Characterization of the velocity fields generated by flow initialization in the CFD simulation of multiphase flows

Recent improvements in numerical algorithms for Eulerian-based CFD simulations of multiphase flows can now recover the exact balance between the pressure and surface tension terms within the momentum equation. This has led to the minimization of the so called “spurious velocities”: unphysical flows appearing at interfaces when using implementations of the Continuum Surface Force technique to model surface tension forces. Nevertheless, non-null velocity fields are still observed in the proximity of interfaces despite the absence of external forces, and it will be shown here that they can still considerably influence the accuracy of two-phase flow simulations.
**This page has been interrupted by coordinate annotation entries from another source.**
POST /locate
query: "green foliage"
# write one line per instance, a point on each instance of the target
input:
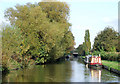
(108, 39)
(39, 32)
(84, 49)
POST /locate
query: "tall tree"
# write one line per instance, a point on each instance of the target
(46, 27)
(106, 39)
(87, 42)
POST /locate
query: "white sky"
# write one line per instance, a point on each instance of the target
(94, 15)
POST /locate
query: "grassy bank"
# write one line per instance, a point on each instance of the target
(112, 64)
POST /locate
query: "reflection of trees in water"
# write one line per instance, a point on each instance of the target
(49, 73)
(59, 72)
(96, 74)
(108, 76)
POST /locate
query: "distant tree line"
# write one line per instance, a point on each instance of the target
(84, 49)
(39, 33)
(107, 40)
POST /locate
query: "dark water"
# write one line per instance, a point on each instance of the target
(67, 71)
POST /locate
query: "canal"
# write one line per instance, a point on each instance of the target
(68, 71)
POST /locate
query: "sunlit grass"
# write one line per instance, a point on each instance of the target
(112, 64)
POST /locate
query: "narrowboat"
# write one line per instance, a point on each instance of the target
(93, 61)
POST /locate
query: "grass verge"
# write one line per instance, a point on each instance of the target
(112, 64)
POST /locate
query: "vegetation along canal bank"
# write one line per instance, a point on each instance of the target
(39, 38)
(37, 35)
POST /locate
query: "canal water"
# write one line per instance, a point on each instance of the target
(68, 71)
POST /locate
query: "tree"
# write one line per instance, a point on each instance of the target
(108, 39)
(87, 43)
(45, 29)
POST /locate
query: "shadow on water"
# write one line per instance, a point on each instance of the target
(73, 70)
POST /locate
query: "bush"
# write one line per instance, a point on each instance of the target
(111, 56)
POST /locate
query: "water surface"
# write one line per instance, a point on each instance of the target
(67, 71)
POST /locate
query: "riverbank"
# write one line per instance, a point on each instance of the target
(112, 64)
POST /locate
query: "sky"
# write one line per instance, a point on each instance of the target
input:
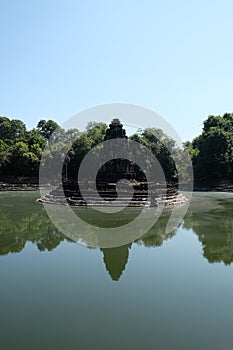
(61, 57)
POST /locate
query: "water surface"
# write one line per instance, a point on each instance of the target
(165, 291)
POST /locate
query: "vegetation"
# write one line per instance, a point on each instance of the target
(212, 151)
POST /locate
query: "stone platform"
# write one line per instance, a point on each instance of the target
(133, 194)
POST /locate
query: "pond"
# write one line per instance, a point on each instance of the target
(164, 291)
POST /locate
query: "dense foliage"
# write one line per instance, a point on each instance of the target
(212, 151)
(21, 150)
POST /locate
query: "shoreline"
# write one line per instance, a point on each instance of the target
(10, 187)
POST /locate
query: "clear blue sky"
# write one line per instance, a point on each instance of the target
(60, 57)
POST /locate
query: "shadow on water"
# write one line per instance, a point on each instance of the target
(209, 217)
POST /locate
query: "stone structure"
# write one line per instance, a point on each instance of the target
(111, 172)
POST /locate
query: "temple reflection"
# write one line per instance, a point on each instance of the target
(212, 224)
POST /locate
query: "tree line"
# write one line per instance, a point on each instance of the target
(21, 149)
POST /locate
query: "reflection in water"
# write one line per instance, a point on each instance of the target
(115, 260)
(210, 218)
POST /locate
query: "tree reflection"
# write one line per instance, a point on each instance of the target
(36, 228)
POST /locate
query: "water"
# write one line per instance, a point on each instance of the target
(162, 292)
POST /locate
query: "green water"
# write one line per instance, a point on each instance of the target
(165, 291)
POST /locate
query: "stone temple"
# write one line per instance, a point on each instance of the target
(110, 173)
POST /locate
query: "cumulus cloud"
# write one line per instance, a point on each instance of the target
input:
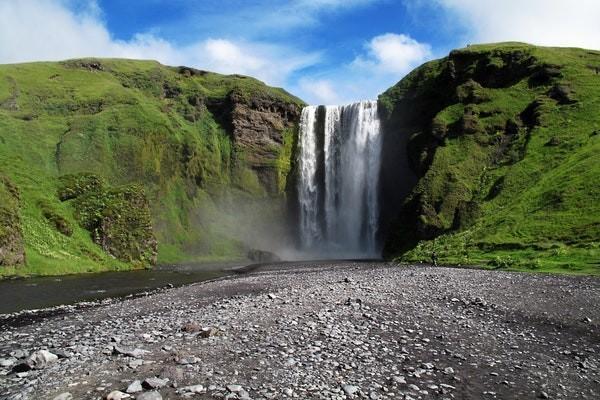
(320, 91)
(385, 60)
(33, 30)
(393, 54)
(542, 22)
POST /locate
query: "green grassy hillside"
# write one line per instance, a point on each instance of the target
(505, 141)
(147, 131)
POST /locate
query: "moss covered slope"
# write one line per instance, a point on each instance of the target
(505, 142)
(184, 143)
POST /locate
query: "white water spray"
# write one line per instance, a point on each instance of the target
(340, 152)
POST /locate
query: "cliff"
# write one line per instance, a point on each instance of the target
(501, 142)
(110, 157)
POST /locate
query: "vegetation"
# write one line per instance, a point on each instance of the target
(86, 139)
(505, 140)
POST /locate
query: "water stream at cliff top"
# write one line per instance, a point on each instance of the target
(339, 165)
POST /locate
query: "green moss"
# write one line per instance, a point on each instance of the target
(11, 235)
(131, 123)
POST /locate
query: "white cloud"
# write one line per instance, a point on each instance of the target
(33, 30)
(320, 91)
(385, 60)
(544, 22)
(393, 54)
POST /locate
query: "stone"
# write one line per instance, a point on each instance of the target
(154, 383)
(193, 389)
(41, 359)
(117, 395)
(7, 362)
(136, 353)
(134, 387)
(191, 327)
(63, 396)
(149, 396)
(350, 389)
(208, 332)
(18, 353)
(171, 373)
(234, 388)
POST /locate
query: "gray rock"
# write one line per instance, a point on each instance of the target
(41, 359)
(136, 353)
(154, 383)
(149, 396)
(208, 332)
(64, 396)
(234, 388)
(7, 362)
(134, 387)
(193, 389)
(350, 389)
(18, 353)
(171, 373)
(117, 395)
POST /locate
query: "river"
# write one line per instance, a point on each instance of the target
(49, 291)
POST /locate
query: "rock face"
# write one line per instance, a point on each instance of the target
(490, 114)
(264, 129)
(201, 145)
(118, 218)
(12, 251)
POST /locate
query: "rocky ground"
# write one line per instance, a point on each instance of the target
(322, 331)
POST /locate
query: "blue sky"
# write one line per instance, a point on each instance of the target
(324, 51)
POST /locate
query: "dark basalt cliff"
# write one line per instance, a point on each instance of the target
(500, 142)
(262, 127)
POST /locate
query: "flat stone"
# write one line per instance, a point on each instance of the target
(64, 396)
(117, 395)
(134, 387)
(149, 396)
(136, 353)
(7, 362)
(234, 388)
(154, 383)
(350, 389)
(41, 359)
(193, 389)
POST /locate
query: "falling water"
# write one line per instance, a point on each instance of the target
(340, 150)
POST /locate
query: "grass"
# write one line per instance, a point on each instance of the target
(129, 122)
(528, 167)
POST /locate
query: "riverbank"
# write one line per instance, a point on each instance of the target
(325, 331)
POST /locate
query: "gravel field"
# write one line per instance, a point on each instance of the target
(337, 330)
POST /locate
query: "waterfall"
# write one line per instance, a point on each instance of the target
(340, 149)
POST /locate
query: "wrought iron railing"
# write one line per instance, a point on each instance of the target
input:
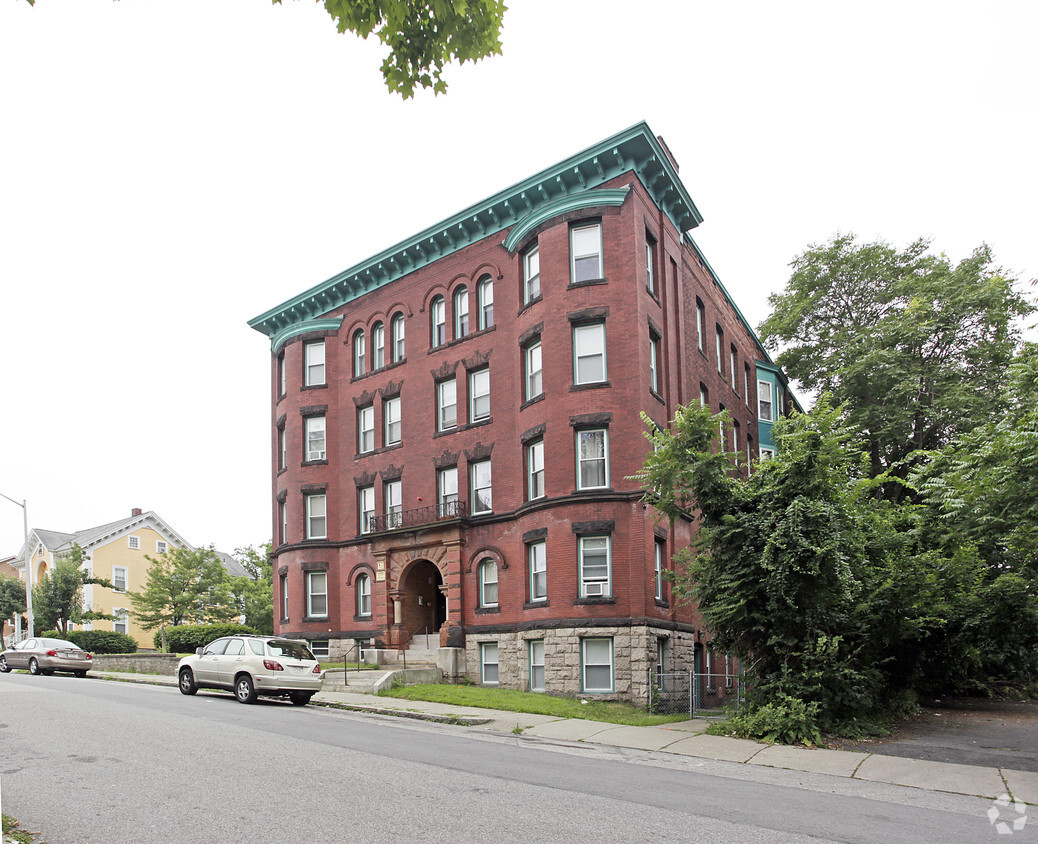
(418, 516)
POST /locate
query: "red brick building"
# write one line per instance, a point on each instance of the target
(455, 421)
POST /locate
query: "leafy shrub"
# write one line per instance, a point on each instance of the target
(97, 642)
(185, 637)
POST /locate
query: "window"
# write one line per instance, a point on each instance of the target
(316, 440)
(488, 662)
(485, 292)
(593, 464)
(398, 337)
(393, 498)
(658, 570)
(447, 483)
(650, 264)
(585, 248)
(439, 322)
(378, 346)
(538, 571)
(535, 469)
(313, 363)
(363, 595)
(653, 363)
(479, 395)
(765, 410)
(461, 312)
(317, 517)
(365, 429)
(531, 275)
(482, 499)
(488, 583)
(390, 412)
(446, 402)
(596, 660)
(534, 383)
(365, 506)
(589, 353)
(359, 353)
(595, 579)
(537, 664)
(317, 594)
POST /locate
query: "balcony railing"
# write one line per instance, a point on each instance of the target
(419, 516)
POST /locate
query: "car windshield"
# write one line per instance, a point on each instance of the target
(296, 650)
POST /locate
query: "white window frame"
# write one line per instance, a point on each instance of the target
(535, 470)
(765, 399)
(589, 345)
(586, 465)
(481, 484)
(393, 428)
(585, 252)
(315, 578)
(313, 357)
(488, 584)
(365, 429)
(489, 665)
(446, 405)
(535, 371)
(317, 515)
(597, 644)
(479, 395)
(485, 294)
(317, 438)
(591, 547)
(537, 556)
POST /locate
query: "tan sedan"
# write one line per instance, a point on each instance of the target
(46, 656)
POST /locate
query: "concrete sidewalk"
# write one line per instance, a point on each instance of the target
(687, 738)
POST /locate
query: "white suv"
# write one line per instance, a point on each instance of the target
(251, 666)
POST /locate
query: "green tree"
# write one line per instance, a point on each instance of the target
(254, 593)
(421, 36)
(913, 347)
(57, 599)
(11, 600)
(184, 587)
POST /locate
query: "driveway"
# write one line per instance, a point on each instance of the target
(968, 731)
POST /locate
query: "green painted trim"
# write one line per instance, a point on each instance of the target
(610, 197)
(282, 336)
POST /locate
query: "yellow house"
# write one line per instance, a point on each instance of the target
(114, 551)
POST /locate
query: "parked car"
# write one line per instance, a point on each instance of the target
(46, 656)
(253, 666)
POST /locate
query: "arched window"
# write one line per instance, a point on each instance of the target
(439, 322)
(363, 595)
(488, 583)
(378, 347)
(461, 311)
(398, 337)
(359, 353)
(486, 296)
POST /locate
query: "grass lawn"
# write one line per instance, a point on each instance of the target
(531, 702)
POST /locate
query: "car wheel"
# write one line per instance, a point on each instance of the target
(244, 689)
(186, 682)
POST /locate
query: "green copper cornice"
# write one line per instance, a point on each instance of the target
(634, 151)
(563, 205)
(282, 336)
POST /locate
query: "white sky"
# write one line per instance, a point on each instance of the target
(171, 168)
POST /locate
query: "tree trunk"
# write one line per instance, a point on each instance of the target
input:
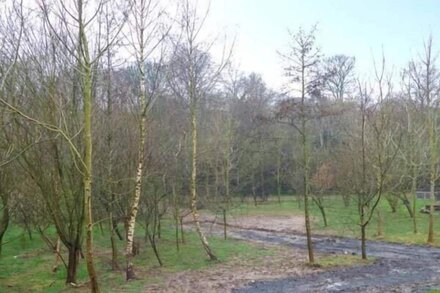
(4, 223)
(130, 274)
(72, 265)
(87, 175)
(224, 224)
(363, 242)
(182, 233)
(115, 265)
(193, 185)
(379, 224)
(414, 197)
(324, 217)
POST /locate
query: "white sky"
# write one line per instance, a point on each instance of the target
(353, 27)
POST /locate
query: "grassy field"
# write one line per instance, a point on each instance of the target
(343, 221)
(26, 264)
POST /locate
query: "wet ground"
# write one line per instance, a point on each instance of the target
(398, 268)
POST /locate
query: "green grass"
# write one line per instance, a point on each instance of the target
(343, 221)
(26, 264)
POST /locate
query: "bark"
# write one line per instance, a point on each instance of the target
(433, 174)
(182, 232)
(72, 265)
(87, 174)
(225, 232)
(379, 224)
(306, 168)
(363, 242)
(414, 197)
(4, 222)
(57, 251)
(130, 274)
(193, 186)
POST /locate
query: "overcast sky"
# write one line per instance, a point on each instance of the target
(353, 27)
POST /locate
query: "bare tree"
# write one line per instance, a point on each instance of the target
(301, 69)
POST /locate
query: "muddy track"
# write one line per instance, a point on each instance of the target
(398, 268)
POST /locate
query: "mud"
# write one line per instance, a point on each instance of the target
(398, 268)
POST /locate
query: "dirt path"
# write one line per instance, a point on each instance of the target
(399, 268)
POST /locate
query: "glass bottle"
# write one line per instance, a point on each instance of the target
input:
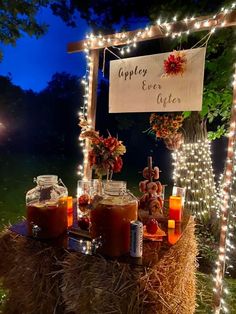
(47, 207)
(110, 218)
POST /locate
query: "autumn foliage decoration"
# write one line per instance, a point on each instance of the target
(168, 128)
(105, 153)
(175, 64)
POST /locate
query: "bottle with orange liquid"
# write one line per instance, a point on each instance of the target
(111, 216)
(47, 208)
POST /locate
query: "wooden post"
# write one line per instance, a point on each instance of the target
(92, 105)
(227, 184)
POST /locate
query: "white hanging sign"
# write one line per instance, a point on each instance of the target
(142, 84)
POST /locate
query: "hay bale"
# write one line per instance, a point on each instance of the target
(94, 285)
(26, 268)
(42, 279)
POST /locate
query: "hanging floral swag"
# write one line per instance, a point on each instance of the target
(168, 128)
(105, 153)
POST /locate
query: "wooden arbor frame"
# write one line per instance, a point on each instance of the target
(94, 44)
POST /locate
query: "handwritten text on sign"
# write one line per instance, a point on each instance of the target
(140, 85)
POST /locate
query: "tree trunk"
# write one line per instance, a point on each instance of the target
(193, 169)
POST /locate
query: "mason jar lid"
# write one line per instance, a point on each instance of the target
(115, 187)
(47, 179)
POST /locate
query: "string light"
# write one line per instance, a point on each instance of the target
(200, 203)
(189, 163)
(227, 210)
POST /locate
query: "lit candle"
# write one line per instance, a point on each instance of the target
(175, 208)
(171, 224)
(174, 234)
(69, 211)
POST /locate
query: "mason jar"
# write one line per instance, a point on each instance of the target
(110, 218)
(46, 206)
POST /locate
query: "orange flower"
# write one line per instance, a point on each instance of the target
(117, 166)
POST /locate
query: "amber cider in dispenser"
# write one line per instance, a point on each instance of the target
(46, 208)
(110, 218)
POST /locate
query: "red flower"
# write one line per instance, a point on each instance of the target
(117, 166)
(111, 143)
(175, 64)
(92, 158)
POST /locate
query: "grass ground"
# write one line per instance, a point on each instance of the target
(16, 178)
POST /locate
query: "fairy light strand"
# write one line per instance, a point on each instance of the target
(226, 211)
(130, 42)
(190, 164)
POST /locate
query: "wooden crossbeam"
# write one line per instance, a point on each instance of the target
(155, 32)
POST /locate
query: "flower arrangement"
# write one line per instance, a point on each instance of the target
(176, 63)
(167, 127)
(105, 153)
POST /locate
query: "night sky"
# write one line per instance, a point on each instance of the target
(32, 62)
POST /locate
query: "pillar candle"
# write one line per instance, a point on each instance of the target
(175, 208)
(171, 224)
(69, 211)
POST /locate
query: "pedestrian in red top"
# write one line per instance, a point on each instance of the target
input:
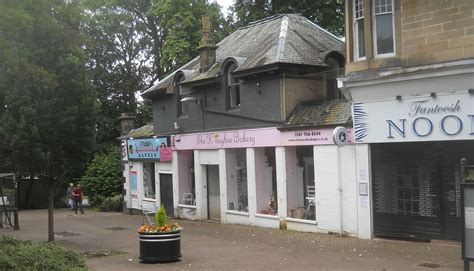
(77, 193)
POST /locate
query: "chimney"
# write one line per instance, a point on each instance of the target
(126, 123)
(207, 48)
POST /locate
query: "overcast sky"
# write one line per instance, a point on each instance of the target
(225, 4)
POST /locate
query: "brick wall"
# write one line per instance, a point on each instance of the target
(436, 30)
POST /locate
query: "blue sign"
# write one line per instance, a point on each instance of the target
(133, 183)
(148, 148)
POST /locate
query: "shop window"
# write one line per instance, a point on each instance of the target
(301, 190)
(359, 42)
(187, 190)
(267, 197)
(237, 192)
(149, 180)
(383, 27)
(232, 86)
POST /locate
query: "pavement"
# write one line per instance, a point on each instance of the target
(110, 242)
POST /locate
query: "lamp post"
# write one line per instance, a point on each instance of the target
(467, 212)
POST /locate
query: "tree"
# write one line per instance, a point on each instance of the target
(180, 21)
(121, 49)
(132, 43)
(103, 177)
(48, 118)
(329, 14)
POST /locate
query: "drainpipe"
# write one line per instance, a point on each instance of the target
(339, 178)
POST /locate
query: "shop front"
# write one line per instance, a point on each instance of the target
(148, 174)
(415, 145)
(267, 177)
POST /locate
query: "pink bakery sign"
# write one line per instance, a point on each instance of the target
(262, 137)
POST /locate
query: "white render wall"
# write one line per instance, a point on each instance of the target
(336, 197)
(364, 204)
(333, 166)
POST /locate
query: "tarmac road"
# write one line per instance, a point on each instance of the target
(110, 241)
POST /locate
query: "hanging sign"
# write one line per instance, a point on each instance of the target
(133, 183)
(147, 148)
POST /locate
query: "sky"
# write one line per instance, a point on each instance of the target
(225, 4)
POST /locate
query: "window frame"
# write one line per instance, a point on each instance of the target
(374, 30)
(180, 94)
(232, 82)
(355, 21)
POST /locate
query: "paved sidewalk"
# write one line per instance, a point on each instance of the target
(112, 241)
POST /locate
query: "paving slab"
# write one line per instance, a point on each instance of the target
(110, 242)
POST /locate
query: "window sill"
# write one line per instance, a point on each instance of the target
(234, 110)
(231, 212)
(267, 216)
(303, 221)
(186, 206)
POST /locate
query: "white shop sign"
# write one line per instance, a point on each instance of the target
(442, 117)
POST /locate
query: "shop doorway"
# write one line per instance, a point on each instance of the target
(213, 193)
(416, 188)
(166, 193)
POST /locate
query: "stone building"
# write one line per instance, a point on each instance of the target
(250, 123)
(410, 78)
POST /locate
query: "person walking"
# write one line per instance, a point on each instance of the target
(70, 197)
(77, 193)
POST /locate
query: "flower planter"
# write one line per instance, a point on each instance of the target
(160, 246)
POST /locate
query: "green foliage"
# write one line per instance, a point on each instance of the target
(102, 179)
(26, 255)
(112, 204)
(180, 21)
(121, 50)
(328, 14)
(47, 123)
(160, 216)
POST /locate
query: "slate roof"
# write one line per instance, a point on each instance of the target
(286, 38)
(328, 113)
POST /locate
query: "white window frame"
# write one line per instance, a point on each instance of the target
(374, 29)
(356, 32)
(181, 93)
(232, 82)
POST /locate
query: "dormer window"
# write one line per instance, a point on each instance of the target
(232, 86)
(359, 42)
(383, 28)
(181, 92)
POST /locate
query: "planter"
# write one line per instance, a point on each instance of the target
(160, 246)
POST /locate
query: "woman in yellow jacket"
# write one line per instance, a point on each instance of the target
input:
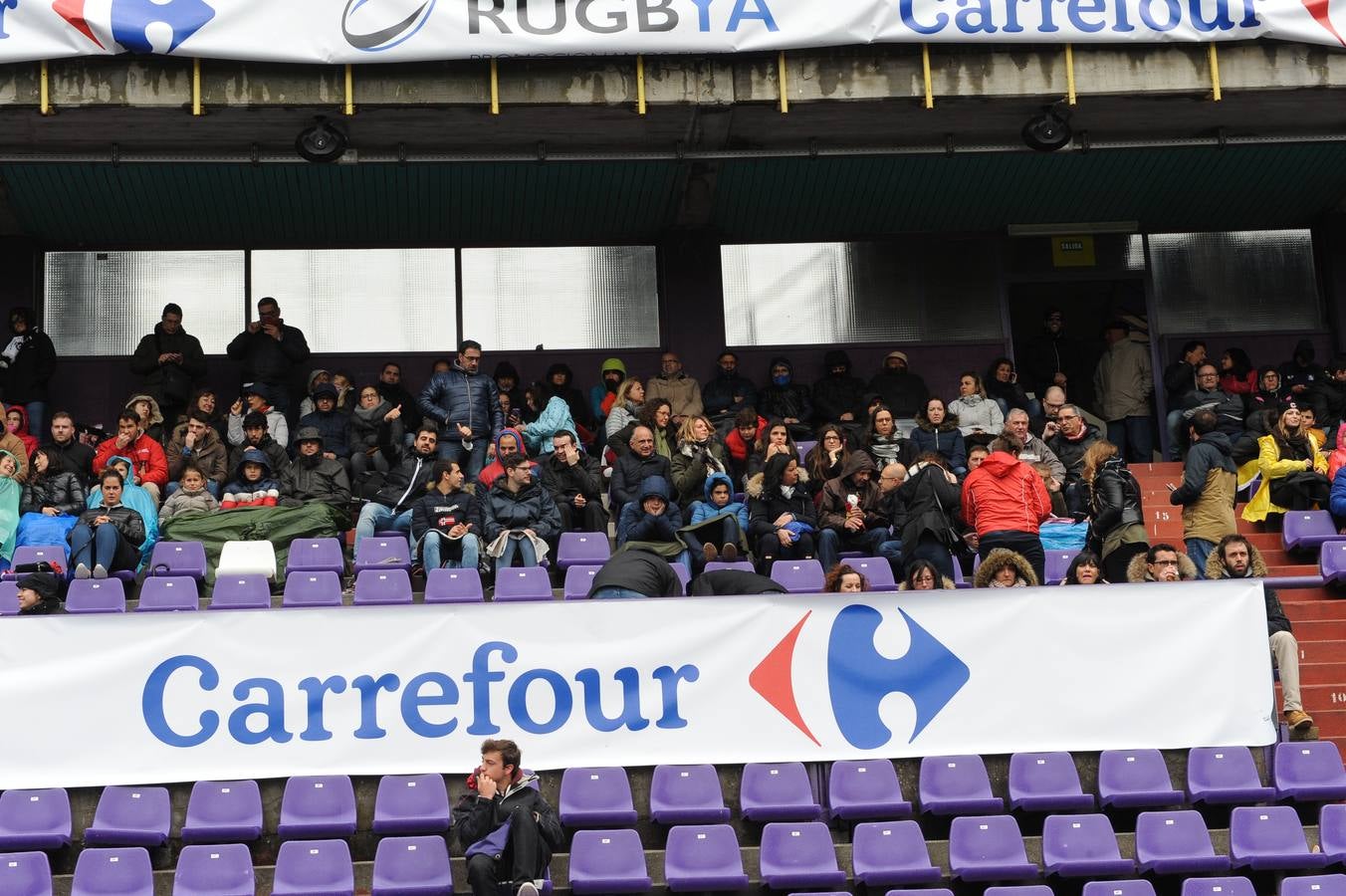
(1293, 471)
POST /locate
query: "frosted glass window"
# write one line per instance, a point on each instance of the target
(102, 303)
(354, 301)
(1234, 282)
(561, 298)
(828, 292)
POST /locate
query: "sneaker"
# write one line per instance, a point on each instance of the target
(1298, 720)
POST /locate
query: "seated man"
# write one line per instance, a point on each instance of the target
(505, 826)
(520, 517)
(1234, 558)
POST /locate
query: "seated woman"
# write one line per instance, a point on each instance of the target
(106, 539)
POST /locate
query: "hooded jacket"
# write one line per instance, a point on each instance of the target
(1005, 494)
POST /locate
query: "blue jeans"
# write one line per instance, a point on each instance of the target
(431, 552)
(374, 517)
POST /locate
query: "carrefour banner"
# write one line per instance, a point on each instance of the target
(103, 700)
(361, 31)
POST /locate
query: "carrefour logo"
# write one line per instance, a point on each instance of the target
(859, 677)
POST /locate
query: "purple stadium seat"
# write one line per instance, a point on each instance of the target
(221, 811)
(1308, 773)
(687, 795)
(130, 816)
(577, 581)
(798, 856)
(96, 596)
(866, 788)
(1224, 776)
(1269, 838)
(221, 869)
(1046, 784)
(777, 791)
(956, 785)
(411, 804)
(382, 586)
(454, 586)
(888, 853)
(27, 875)
(412, 865)
(318, 806)
(314, 866)
(608, 861)
(1307, 529)
(34, 819)
(581, 550)
(174, 593)
(1135, 780)
(247, 590)
(316, 555)
(523, 582)
(798, 576)
(989, 848)
(179, 559)
(593, 796)
(703, 857)
(1082, 846)
(382, 552)
(113, 872)
(313, 589)
(1175, 843)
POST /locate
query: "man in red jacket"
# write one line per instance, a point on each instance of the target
(1006, 501)
(149, 466)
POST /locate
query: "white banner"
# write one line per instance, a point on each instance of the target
(167, 697)
(358, 31)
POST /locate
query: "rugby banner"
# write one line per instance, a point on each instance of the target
(358, 31)
(366, 690)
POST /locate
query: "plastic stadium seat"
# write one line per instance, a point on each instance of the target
(220, 869)
(113, 872)
(176, 593)
(248, 590)
(1135, 780)
(1308, 773)
(454, 586)
(130, 816)
(1269, 838)
(96, 596)
(314, 866)
(593, 796)
(34, 819)
(318, 806)
(1082, 846)
(316, 555)
(777, 791)
(412, 865)
(523, 582)
(411, 804)
(1046, 784)
(608, 861)
(798, 854)
(1175, 843)
(179, 559)
(989, 848)
(866, 788)
(888, 853)
(687, 795)
(382, 586)
(703, 857)
(1224, 776)
(956, 785)
(313, 589)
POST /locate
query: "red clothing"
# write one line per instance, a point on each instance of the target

This study demonstrates that the evolution of these velocity fields is due to the generation of a capillary wave at the beginning of the simulation. This arises from the inability of the surface tension algorithm to evaluate a constant interface curvature from the initial color function field, although this is obtained by mapping an exact circumference on the computational grid, which then generates an initial perturbation that evolves as a capillary wave. A linear stability analysis of a two-dimensional circular static droplet subjected to initial small amplitude perturbations is here developed and compared with the results of CFD simulations to corroborate this thesis. This methodology provides a novel insight on the nature and behavior of spurious currents and their influential parameters, and it yields results which are not only in line with previous observations but also unify some contrasting trends reported in the literature. It is observed that the velocity magnitude induced by the capillary wave scales with the surface tension coefficient and the inverse of the fluid density and droplet radius. Furthermore, it decreases when refining the computational mesh only if the interface curvature estimations converge to the exact value, while otherwise showing the opposite trend.